Nella stragrande maggioranza delle scuole elementari d’antan le scolaresche non erano meno birichine di quelle di cui ci si lamenta oggi, ma se volava qualche autorevole sberla, il delinquentello sapeva che a casa avrebbe ricevuto una dose aggiuntiva. Non rimpiango: segno a cronaca. Oggi la scuola sembra sempre arrancare dietro conoscenze che vengono da fonti spesso assai più competenti e abili nella presentazione del migliore dei docenti. Le famiglie si convincono facilmente di saperne di più, loro e la rispettiva prole, del povero insegnante. Non è così; anzi, il più delle volte, l’informazione mediatica produce solo “false beginners”, la condizione, ben nota agli insegnanti di lingue per adulti, di coloro che, masticando, per esempio, qualcosa di inglese, credono di saperlo già e hanno quindi maggiori difficoltà ad apprenderlo correttamente di chi è un vero principiante. Vale per tutte le materie, gli insegnanti fanno fatica doppia a gratificazione dimezzata, non sorprende perciò l’elevatissimo tasso di “burn out” (docenti, “scoppiati”) tra i professori – e uso i termini inglesi non per vezzo, ma per segnalare che si tratta di problemi generali e ben noti agli studiosi, che hanno poco a che vedere con i fannulloni o il lassismo di casa nostra.
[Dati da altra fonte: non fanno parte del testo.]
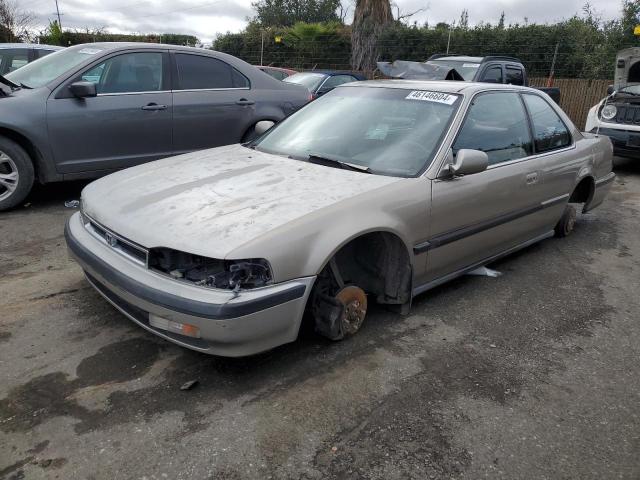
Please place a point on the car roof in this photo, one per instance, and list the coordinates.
(335, 72)
(448, 86)
(35, 46)
(126, 45)
(280, 69)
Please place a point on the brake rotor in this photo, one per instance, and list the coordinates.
(355, 308)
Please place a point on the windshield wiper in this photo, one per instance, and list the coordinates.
(332, 162)
(628, 93)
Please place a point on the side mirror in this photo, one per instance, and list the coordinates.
(83, 89)
(469, 162)
(262, 126)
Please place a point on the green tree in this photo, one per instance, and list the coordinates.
(285, 13)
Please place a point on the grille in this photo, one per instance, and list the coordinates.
(118, 243)
(628, 114)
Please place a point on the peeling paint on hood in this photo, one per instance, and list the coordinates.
(213, 201)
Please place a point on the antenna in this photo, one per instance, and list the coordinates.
(607, 98)
(58, 12)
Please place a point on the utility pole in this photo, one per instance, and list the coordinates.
(552, 72)
(58, 12)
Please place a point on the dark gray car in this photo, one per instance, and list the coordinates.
(92, 109)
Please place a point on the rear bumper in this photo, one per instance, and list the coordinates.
(253, 321)
(626, 143)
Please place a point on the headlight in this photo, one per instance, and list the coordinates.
(608, 112)
(211, 272)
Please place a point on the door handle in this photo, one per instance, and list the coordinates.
(532, 178)
(154, 106)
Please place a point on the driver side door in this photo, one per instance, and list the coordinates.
(475, 217)
(129, 121)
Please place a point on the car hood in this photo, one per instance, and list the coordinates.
(213, 201)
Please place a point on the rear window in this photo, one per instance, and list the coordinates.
(549, 131)
(468, 70)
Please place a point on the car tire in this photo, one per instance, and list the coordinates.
(566, 223)
(16, 174)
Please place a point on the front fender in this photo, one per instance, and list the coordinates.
(303, 247)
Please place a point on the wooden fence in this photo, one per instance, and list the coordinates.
(577, 95)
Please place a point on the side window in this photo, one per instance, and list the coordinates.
(492, 75)
(549, 131)
(336, 80)
(515, 76)
(497, 124)
(196, 72)
(127, 73)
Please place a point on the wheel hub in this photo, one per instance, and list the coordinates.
(354, 301)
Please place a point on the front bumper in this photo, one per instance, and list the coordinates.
(251, 322)
(626, 143)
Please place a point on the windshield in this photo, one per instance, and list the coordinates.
(390, 131)
(466, 69)
(39, 73)
(309, 80)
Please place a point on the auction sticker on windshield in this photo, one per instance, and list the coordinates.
(438, 97)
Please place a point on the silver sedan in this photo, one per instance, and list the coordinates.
(376, 192)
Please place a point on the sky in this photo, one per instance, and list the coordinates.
(206, 19)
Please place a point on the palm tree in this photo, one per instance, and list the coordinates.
(369, 19)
Due. La scuola tradizionale aveva il compito di formare una coscienza nazionale tramite la storia patria. Oggi questa funzione è difficilmente praticabile: ci mettiamo a insegnare ai giovani che Francesi, Inglesi, Tedeschi o altro sono gli odiati nemici? In più la scuola italiana ha il problema aggiuntivo che dal Risorgimento in poi, a dire il meno, la unità nazionale è contestata e manca così un riferimento unitario, per trovare il quale si deve risalire fino ai romani antichi.
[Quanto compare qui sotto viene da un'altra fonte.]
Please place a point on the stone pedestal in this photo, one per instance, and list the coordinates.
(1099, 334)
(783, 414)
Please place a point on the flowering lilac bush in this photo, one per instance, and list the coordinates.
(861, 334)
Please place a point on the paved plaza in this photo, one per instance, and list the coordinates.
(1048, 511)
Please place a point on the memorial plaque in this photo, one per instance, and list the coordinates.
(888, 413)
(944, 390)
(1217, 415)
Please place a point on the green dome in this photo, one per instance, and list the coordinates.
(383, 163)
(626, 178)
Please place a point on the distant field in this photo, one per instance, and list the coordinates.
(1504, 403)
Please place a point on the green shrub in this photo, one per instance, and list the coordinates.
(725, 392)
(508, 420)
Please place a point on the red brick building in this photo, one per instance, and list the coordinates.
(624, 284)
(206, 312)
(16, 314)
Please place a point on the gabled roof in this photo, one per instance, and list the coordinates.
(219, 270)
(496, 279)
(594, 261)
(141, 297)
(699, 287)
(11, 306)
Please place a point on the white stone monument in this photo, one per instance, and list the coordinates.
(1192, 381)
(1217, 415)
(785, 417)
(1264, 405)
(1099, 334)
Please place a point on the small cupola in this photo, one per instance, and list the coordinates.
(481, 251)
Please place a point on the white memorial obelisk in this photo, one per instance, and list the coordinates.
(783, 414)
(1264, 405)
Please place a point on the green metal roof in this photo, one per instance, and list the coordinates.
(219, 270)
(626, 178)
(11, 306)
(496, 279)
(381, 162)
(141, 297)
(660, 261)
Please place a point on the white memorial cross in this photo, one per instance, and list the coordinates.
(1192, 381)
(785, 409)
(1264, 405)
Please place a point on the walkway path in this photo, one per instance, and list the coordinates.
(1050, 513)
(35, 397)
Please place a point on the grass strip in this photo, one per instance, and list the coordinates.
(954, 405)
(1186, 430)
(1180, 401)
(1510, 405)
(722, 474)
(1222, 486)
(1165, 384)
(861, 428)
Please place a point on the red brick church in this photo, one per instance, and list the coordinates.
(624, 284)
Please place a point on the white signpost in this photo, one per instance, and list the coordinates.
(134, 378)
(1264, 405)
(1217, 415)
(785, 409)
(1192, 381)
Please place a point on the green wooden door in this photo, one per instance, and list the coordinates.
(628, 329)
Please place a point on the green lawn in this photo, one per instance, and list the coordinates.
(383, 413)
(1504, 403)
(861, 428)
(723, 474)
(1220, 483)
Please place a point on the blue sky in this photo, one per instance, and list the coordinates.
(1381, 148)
Tre. Lo smisurato ampliamento delle conoscenze. Ai tempi della scuola del grembiulino e del pennino, le storie dei popoli che, con una certa affettazione, gli intellettuali chiamano “altri”, non si studiavano. Si studiava, male, la storia italiana, in quasi totale isolamento. Dell’Europa, anche dopo l’eliminazione dei testi fascisti, lo scolaro sapeva poco. Oggi la cultura si è aperta al mondo e alle tante conoscenze che compongono la cultura contemporanea, ma questa estensione delle conoscenze si è subito ripercossa sulle dimensioni dei testi e degli zainetti. La nostra politica ha immediatamente trovato la soluzione del cretino di genio: le storie “altre” sono state eliminate e i libri sono ritornati smilzi. Ma sui banchi di scuola sono arrivati, in carne e ossa, gli eredi di queste storie e la politica italiana, ora, non trova di meglio che metterli nell’angolo, sperando forse che con il tempo scompaiano.
Non parliamo infine delle tecnologie digitali in cui i giovani sono immersi a ogni ora del giorno, ma che sono costretti ad abbandonare alle porte della scuola, la quale appare così ai loro occhi ancor più polverosa, povera e arretrata. Ci avevano promesso “Inglese, Internet e Intelligenza”. Qualcuno ha sicuramente venduto un po’ di macchine, che hanno trovato scarsa accoglienza, come prova una ricerca del centro QUA_SI dell’università di Milano-Bicocca (presentata al Festival Tech It Easy, 5-7 novembre) che documenta le resistenze delle insegnanti nei confronti delle tecnologie.